World Leprosy Day is celebrated annually on the last Sunday of January. It serves as a celebration of those affected by leprosy; their resilience, determination and strength in battling such a misunderstood and prejudiced disease.
As global leprosy figures rise, particularly in Africa and India, so does the need for greater awareness of leprosy and its impacts on individuals, communities and government infrastructure. Our work in India is vital, with almost 60% of the world’s leprosy burden stemming from India. Over 3 million people are living with undiagnosed leprosy.
Over half of those diagnosed with leprosy suffer from severe depression, anxiety and suicidal ideation. It is a serious, global health concern and we are on the front line trying to fight it.
Geoff Prescott, Chief Executive of Lepra said, “Lepra, as a secular, evidence-based organisation is open to all. We do not discriminate based on faith, creed, or race and we try to encourage others to follow this path.
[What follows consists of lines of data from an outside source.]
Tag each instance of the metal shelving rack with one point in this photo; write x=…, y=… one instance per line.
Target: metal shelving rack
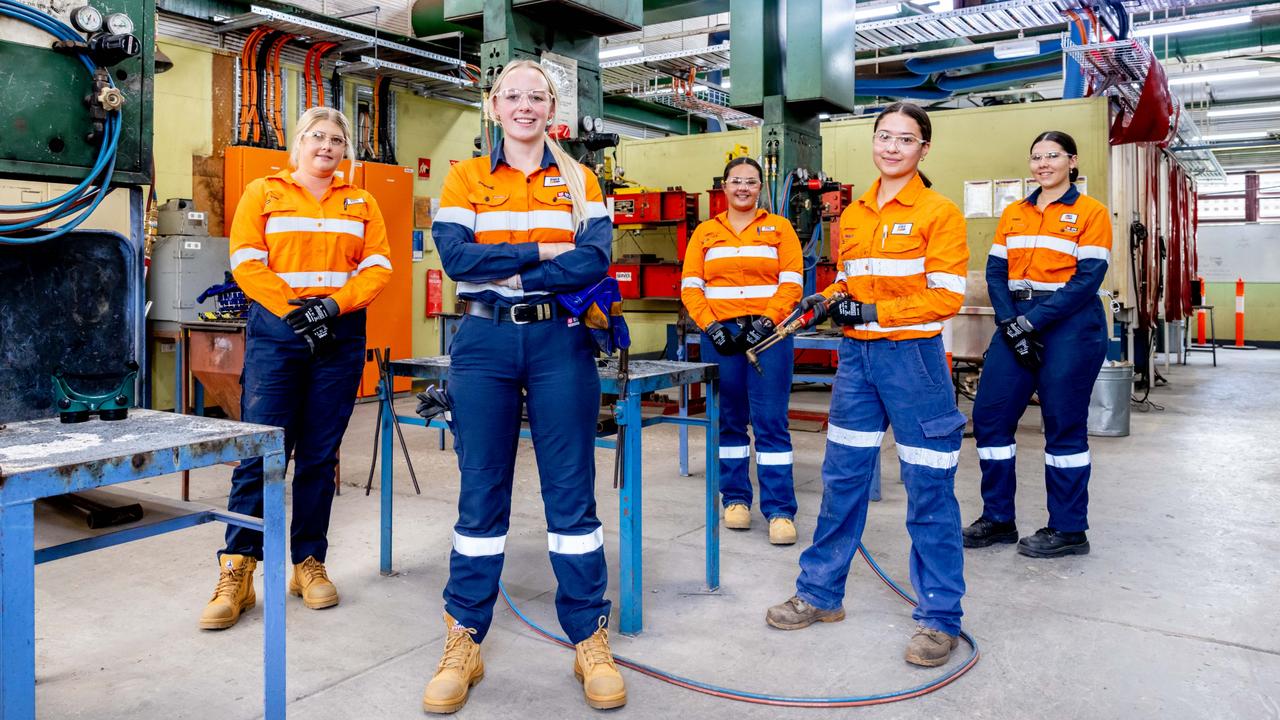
x=1119, y=69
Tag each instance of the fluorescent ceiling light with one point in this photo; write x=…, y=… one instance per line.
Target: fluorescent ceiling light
x=1196, y=78
x=1193, y=24
x=1016, y=49
x=877, y=12
x=1221, y=136
x=621, y=51
x=1249, y=110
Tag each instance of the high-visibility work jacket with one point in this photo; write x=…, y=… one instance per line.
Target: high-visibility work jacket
x=1065, y=250
x=728, y=274
x=492, y=218
x=286, y=244
x=909, y=259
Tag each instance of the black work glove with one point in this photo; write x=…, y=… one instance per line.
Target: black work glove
x=846, y=313
x=320, y=338
x=818, y=304
x=1019, y=335
x=311, y=313
x=757, y=332
x=721, y=340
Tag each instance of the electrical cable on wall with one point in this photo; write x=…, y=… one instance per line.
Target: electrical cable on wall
x=86, y=196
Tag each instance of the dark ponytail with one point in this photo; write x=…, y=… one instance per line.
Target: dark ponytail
x=1064, y=141
x=919, y=115
x=743, y=160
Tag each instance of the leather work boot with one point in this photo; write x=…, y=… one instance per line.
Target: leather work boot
x=795, y=614
x=1048, y=542
x=984, y=532
x=782, y=531
x=311, y=583
x=233, y=595
x=929, y=647
x=458, y=670
x=594, y=668
x=737, y=516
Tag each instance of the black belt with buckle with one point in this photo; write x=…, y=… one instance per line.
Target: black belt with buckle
x=520, y=314
x=1029, y=294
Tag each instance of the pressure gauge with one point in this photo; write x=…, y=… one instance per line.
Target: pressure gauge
x=119, y=23
x=87, y=19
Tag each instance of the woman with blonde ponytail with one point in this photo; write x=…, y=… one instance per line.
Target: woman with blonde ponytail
x=516, y=228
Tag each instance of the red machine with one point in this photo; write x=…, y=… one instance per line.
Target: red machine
x=645, y=276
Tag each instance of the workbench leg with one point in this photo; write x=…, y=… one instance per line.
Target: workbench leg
x=17, y=611
x=712, y=486
x=388, y=450
x=631, y=559
x=274, y=531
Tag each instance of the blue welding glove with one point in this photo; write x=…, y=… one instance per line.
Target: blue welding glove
x=721, y=340
x=848, y=313
x=311, y=311
x=757, y=332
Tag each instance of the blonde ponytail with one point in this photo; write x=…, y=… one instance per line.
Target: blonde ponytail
x=572, y=171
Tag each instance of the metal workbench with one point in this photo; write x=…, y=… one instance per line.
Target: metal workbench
x=645, y=376
x=45, y=458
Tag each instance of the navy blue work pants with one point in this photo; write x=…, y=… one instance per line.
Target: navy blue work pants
x=548, y=367
x=311, y=397
x=1074, y=350
x=904, y=383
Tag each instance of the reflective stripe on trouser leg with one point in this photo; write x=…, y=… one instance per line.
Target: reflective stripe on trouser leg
x=854, y=434
x=563, y=400
x=487, y=399
x=769, y=395
x=735, y=454
x=913, y=382
x=1074, y=350
x=1004, y=391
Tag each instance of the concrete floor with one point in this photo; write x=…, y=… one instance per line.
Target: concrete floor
x=1173, y=615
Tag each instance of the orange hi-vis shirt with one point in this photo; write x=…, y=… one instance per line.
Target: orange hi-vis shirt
x=909, y=258
x=1065, y=250
x=730, y=274
x=286, y=245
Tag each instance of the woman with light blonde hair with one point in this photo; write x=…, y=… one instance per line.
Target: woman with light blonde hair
x=310, y=251
x=516, y=228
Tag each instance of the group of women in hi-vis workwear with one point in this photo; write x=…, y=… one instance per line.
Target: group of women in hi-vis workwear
x=526, y=222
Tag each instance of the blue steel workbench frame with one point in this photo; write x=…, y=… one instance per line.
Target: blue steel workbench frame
x=45, y=458
x=645, y=376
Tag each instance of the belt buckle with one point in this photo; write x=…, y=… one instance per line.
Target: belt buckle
x=511, y=314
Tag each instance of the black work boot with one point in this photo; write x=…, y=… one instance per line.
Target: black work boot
x=1048, y=542
x=984, y=532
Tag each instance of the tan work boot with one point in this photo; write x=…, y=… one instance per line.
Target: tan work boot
x=737, y=516
x=929, y=647
x=782, y=531
x=233, y=595
x=594, y=668
x=311, y=583
x=795, y=614
x=458, y=670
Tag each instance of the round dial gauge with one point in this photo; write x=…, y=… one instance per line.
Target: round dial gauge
x=119, y=23
x=87, y=19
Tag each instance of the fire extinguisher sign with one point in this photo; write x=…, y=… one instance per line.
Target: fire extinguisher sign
x=434, y=292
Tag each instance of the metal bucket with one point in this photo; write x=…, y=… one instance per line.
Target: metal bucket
x=1109, y=404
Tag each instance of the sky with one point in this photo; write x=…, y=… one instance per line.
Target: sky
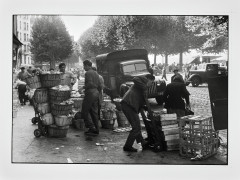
x=76, y=25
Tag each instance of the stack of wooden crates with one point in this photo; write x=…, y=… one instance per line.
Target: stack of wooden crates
x=170, y=130
x=197, y=137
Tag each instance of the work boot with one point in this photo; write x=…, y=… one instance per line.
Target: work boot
x=129, y=149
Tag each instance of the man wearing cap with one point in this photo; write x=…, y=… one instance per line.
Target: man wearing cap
x=177, y=74
x=90, y=103
x=22, y=75
x=67, y=77
x=173, y=97
x=132, y=103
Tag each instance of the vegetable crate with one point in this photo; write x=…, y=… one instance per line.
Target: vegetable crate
x=197, y=136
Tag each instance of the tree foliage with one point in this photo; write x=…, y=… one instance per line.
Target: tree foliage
x=215, y=27
x=160, y=35
x=50, y=40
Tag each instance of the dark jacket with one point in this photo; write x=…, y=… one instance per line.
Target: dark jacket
x=136, y=95
x=92, y=80
x=179, y=76
x=174, y=94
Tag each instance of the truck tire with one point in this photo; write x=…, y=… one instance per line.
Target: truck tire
x=123, y=89
x=159, y=100
x=195, y=81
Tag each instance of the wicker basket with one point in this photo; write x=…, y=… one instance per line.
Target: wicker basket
x=41, y=95
x=78, y=124
x=50, y=80
x=57, y=132
x=77, y=102
x=57, y=96
x=63, y=120
x=61, y=109
x=121, y=119
x=15, y=113
x=43, y=108
x=47, y=119
x=107, y=114
x=108, y=123
x=34, y=82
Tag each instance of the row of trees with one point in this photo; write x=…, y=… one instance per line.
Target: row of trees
x=51, y=42
x=160, y=35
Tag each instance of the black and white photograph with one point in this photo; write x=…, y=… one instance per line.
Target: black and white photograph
x=113, y=90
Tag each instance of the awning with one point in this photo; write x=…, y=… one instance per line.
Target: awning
x=16, y=40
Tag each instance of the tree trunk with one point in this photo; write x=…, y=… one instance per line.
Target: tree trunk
x=166, y=59
x=52, y=62
x=180, y=61
x=155, y=59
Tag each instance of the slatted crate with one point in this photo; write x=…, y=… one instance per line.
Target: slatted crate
x=198, y=137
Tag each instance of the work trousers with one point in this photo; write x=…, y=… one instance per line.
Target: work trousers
x=133, y=118
x=180, y=112
x=21, y=93
x=90, y=106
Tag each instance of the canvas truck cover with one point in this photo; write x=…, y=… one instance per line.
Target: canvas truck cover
x=110, y=60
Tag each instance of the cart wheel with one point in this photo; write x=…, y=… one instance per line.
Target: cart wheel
x=34, y=120
x=37, y=133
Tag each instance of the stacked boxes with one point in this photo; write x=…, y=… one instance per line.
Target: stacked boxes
x=197, y=137
x=170, y=130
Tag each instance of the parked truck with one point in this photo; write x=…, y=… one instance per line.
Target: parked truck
x=120, y=67
x=203, y=72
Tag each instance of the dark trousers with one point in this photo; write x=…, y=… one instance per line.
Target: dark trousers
x=90, y=106
x=21, y=93
x=133, y=118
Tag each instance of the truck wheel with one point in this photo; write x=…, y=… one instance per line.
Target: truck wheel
x=195, y=82
x=159, y=100
x=37, y=133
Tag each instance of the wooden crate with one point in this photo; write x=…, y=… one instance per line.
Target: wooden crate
x=198, y=137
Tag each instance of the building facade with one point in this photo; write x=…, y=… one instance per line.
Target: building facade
x=24, y=34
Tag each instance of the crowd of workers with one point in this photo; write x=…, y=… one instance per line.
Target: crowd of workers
x=135, y=100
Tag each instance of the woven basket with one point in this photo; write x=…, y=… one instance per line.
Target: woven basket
x=121, y=119
x=15, y=113
x=57, y=132
x=43, y=108
x=78, y=124
x=50, y=80
x=34, y=82
x=41, y=95
x=59, y=109
x=63, y=120
x=47, y=119
x=108, y=123
x=77, y=102
x=57, y=96
x=107, y=114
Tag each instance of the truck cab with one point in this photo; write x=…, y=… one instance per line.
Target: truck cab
x=203, y=72
x=120, y=67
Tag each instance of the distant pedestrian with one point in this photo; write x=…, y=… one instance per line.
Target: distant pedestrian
x=22, y=75
x=164, y=73
x=91, y=99
x=52, y=71
x=173, y=97
x=67, y=77
x=176, y=73
x=132, y=103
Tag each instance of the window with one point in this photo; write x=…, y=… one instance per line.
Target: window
x=140, y=67
x=128, y=68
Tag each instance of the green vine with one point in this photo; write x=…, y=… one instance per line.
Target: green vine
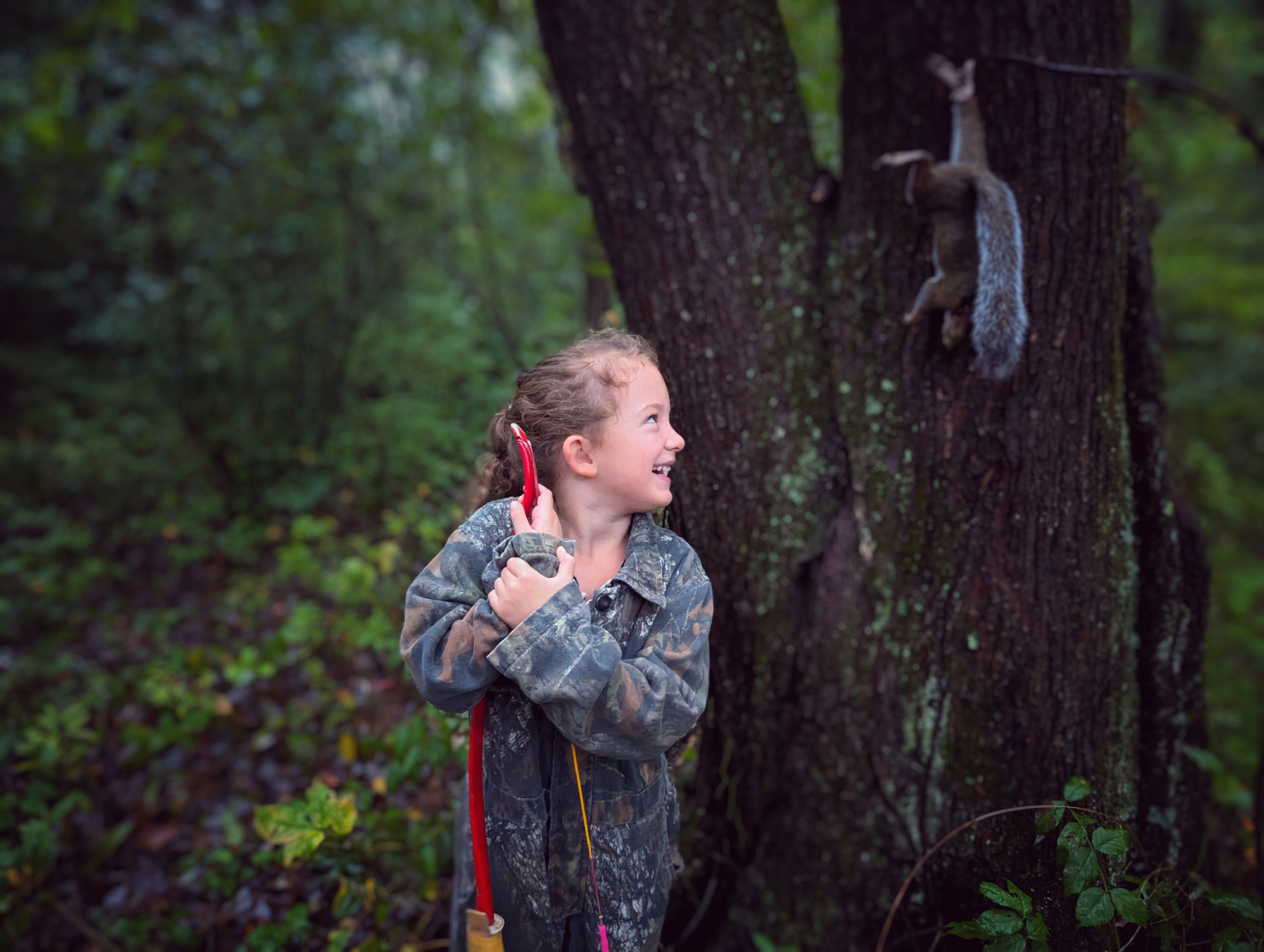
x=1165, y=905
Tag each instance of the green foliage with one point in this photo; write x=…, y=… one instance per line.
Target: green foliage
x=269, y=270
x=1002, y=930
x=1208, y=185
x=299, y=827
x=1091, y=853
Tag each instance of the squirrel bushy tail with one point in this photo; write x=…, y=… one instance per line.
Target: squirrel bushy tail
x=1000, y=318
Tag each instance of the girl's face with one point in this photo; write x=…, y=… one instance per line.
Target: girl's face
x=639, y=447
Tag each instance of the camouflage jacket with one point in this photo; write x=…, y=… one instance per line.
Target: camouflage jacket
x=623, y=676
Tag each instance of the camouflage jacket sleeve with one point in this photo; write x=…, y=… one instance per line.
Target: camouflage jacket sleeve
x=631, y=709
x=448, y=625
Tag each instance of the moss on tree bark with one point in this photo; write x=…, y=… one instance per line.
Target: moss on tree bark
x=927, y=583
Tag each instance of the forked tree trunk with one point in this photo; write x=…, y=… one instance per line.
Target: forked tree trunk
x=927, y=583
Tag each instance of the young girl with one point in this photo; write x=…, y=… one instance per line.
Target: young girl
x=588, y=626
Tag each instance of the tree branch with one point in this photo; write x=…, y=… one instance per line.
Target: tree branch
x=1176, y=83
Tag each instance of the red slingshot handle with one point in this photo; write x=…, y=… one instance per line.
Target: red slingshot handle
x=478, y=814
x=530, y=484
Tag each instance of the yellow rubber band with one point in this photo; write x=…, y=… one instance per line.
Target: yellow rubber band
x=574, y=759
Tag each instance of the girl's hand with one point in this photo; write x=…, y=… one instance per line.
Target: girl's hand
x=521, y=590
x=543, y=520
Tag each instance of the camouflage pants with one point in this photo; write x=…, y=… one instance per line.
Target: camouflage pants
x=574, y=934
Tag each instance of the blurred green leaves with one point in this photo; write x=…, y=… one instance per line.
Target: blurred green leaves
x=1209, y=247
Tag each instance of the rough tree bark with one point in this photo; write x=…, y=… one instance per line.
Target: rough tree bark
x=927, y=583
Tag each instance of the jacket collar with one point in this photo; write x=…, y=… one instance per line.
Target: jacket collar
x=643, y=566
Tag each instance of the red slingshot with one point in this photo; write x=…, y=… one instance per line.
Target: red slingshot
x=482, y=925
x=478, y=815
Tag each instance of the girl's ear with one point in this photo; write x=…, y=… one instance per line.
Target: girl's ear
x=577, y=453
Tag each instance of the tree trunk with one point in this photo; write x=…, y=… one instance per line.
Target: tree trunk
x=927, y=583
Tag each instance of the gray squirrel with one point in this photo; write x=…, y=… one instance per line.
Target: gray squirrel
x=978, y=248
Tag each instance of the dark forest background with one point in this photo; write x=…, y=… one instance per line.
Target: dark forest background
x=266, y=271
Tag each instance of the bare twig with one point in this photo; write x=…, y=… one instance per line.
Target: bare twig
x=1176, y=83
x=78, y=921
x=968, y=825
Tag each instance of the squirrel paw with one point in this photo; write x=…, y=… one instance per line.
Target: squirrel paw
x=960, y=82
x=893, y=160
x=955, y=329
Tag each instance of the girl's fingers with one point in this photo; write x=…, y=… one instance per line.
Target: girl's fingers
x=566, y=564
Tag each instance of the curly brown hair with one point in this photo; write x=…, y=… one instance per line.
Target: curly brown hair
x=571, y=393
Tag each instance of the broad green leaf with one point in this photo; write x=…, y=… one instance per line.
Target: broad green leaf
x=1131, y=906
x=1011, y=944
x=966, y=931
x=1048, y=822
x=1237, y=905
x=331, y=812
x=1037, y=930
x=999, y=896
x=1094, y=907
x=304, y=844
x=1024, y=906
x=1074, y=835
x=289, y=826
x=1076, y=790
x=1113, y=843
x=277, y=821
x=1081, y=870
x=998, y=922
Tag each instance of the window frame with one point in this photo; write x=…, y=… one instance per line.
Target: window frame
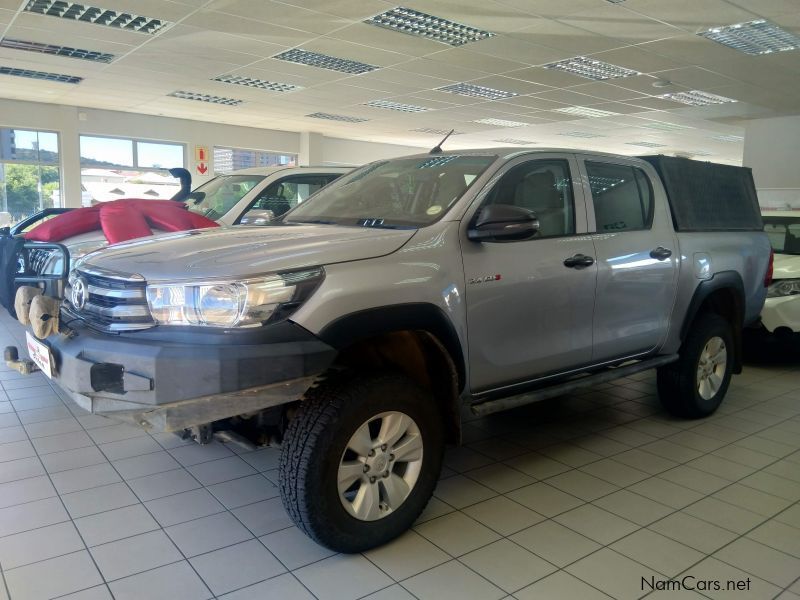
x=39, y=164
x=613, y=161
x=135, y=153
x=575, y=189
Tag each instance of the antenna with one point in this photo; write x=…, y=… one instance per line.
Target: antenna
x=438, y=148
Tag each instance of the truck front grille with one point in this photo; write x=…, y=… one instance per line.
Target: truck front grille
x=108, y=301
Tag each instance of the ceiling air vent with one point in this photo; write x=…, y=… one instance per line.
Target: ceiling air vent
x=753, y=37
x=99, y=16
x=261, y=84
x=436, y=131
x=585, y=111
x=583, y=134
x=591, y=68
x=413, y=22
x=396, y=106
x=40, y=75
x=205, y=98
x=323, y=61
x=696, y=98
x=515, y=142
x=332, y=117
x=501, y=122
x=476, y=91
x=66, y=51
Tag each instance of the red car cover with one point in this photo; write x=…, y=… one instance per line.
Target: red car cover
x=120, y=220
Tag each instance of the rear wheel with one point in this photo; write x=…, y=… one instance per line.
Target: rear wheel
x=360, y=460
x=696, y=384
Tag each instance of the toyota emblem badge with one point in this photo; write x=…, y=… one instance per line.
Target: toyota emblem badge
x=80, y=294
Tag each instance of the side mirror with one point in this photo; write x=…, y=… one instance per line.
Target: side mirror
x=503, y=223
x=257, y=216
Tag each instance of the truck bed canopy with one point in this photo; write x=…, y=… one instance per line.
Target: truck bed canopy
x=705, y=196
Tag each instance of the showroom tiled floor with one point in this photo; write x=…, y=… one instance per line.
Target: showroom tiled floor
x=580, y=497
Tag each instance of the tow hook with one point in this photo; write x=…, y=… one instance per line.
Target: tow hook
x=24, y=366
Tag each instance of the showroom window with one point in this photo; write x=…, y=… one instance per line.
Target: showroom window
x=622, y=197
x=30, y=174
x=116, y=168
x=543, y=187
x=227, y=160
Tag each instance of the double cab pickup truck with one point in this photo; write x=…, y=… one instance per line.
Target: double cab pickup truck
x=355, y=329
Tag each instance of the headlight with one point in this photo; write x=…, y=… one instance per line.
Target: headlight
x=247, y=303
x=783, y=287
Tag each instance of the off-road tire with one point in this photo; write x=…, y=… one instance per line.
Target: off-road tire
x=315, y=440
x=678, y=381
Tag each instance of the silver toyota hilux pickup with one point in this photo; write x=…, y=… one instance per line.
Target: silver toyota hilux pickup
x=355, y=331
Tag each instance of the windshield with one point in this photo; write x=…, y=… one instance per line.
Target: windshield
x=399, y=193
x=221, y=194
x=783, y=233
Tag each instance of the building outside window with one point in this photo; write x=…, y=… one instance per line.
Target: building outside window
x=30, y=173
x=116, y=168
x=227, y=160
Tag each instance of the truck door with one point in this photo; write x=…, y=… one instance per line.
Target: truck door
x=530, y=303
x=637, y=256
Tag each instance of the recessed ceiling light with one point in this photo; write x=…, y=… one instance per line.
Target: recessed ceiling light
x=646, y=144
x=476, y=91
x=729, y=138
x=40, y=75
x=436, y=131
x=323, y=61
x=205, y=98
x=664, y=126
x=332, y=117
x=696, y=98
x=591, y=68
x=99, y=16
x=56, y=50
x=501, y=122
x=754, y=37
x=515, y=141
x=396, y=106
x=585, y=111
x=413, y=22
x=261, y=84
x=585, y=134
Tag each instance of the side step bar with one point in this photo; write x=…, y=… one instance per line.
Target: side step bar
x=492, y=406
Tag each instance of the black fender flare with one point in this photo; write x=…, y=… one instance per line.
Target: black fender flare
x=414, y=316
x=730, y=280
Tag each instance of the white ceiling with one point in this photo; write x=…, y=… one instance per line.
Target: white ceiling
x=215, y=37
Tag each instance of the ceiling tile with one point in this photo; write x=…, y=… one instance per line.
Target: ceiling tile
x=281, y=14
x=618, y=23
x=571, y=41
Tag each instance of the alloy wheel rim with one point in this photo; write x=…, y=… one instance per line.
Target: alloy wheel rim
x=711, y=368
x=380, y=466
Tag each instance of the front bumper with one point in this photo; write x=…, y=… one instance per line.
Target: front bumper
x=169, y=386
x=781, y=312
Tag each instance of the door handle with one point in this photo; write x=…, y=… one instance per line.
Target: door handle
x=578, y=261
x=660, y=253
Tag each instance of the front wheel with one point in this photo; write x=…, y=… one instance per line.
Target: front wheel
x=696, y=384
x=360, y=460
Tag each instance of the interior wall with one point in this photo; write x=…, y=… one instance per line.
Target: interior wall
x=772, y=150
x=70, y=122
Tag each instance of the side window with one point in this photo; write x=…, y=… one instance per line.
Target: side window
x=622, y=197
x=287, y=193
x=543, y=187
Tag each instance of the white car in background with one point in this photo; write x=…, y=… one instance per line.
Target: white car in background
x=781, y=313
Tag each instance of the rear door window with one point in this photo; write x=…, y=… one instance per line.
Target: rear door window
x=622, y=197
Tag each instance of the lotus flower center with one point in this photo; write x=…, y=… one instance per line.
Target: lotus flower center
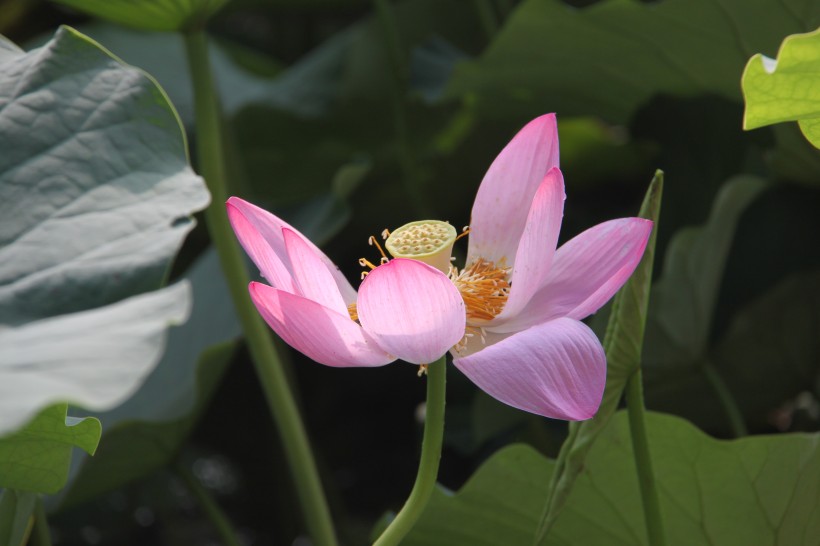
x=428, y=241
x=484, y=287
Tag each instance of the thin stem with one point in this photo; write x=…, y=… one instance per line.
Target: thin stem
x=220, y=521
x=643, y=460
x=257, y=336
x=430, y=456
x=727, y=400
x=400, y=76
x=40, y=534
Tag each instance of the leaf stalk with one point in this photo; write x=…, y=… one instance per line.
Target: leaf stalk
x=268, y=366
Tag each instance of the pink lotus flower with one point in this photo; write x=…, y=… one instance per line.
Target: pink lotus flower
x=510, y=318
x=525, y=343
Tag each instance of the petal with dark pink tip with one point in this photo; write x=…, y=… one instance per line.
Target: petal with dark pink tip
x=503, y=200
x=538, y=241
x=312, y=277
x=586, y=272
x=320, y=333
x=412, y=310
x=556, y=369
x=257, y=247
x=270, y=228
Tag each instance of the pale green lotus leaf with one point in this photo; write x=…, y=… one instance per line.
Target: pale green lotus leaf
x=786, y=89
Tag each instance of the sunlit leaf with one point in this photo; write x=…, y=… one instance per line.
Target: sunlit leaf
x=95, y=188
x=95, y=200
x=611, y=57
x=786, y=89
x=36, y=457
x=146, y=431
x=94, y=359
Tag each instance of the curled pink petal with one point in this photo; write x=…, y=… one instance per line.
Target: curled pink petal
x=556, y=369
x=412, y=310
x=270, y=228
x=260, y=251
x=504, y=197
x=538, y=241
x=312, y=277
x=586, y=272
x=320, y=333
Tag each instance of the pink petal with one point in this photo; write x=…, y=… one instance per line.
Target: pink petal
x=257, y=247
x=312, y=277
x=538, y=241
x=504, y=197
x=412, y=310
x=320, y=333
x=270, y=228
x=586, y=272
x=556, y=369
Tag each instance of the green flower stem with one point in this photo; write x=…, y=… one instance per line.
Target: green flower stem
x=209, y=506
x=265, y=359
x=726, y=399
x=430, y=456
x=643, y=461
x=40, y=534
Our House of Lords event demonstrates a broad, multi-faith desire to help some of the most vulnerable people in society; those affected by leprosy.”
Professor Diana Lockwood, England’s only leprologist, spoke at length about her brand new project ‘New Faces of Leprosy’. The project was showcased at the event, showing the stories and faces of the everyday people that have battled leprosy. Engineers, teachers, lab technicians, children; all have beaten leprosy and returned to their normal lives.
The evening also highlighted our ongoing Mental Motivators project in Bangladesh. Mental Motivators act as counsellors for those seeking support after a leprosy diagnosis or for those too frightened to seek help. It is a vital service and we have trained more than 30 people to act in this capacity.
Lepra are actively seeking more funding to expand this project into India as mental health issues rapidly become a more pressing, urgent matter globally. The Duke of Gloucester reiterated the royal families continued support of Lepra and our work, highlighting how important is that the public support our work.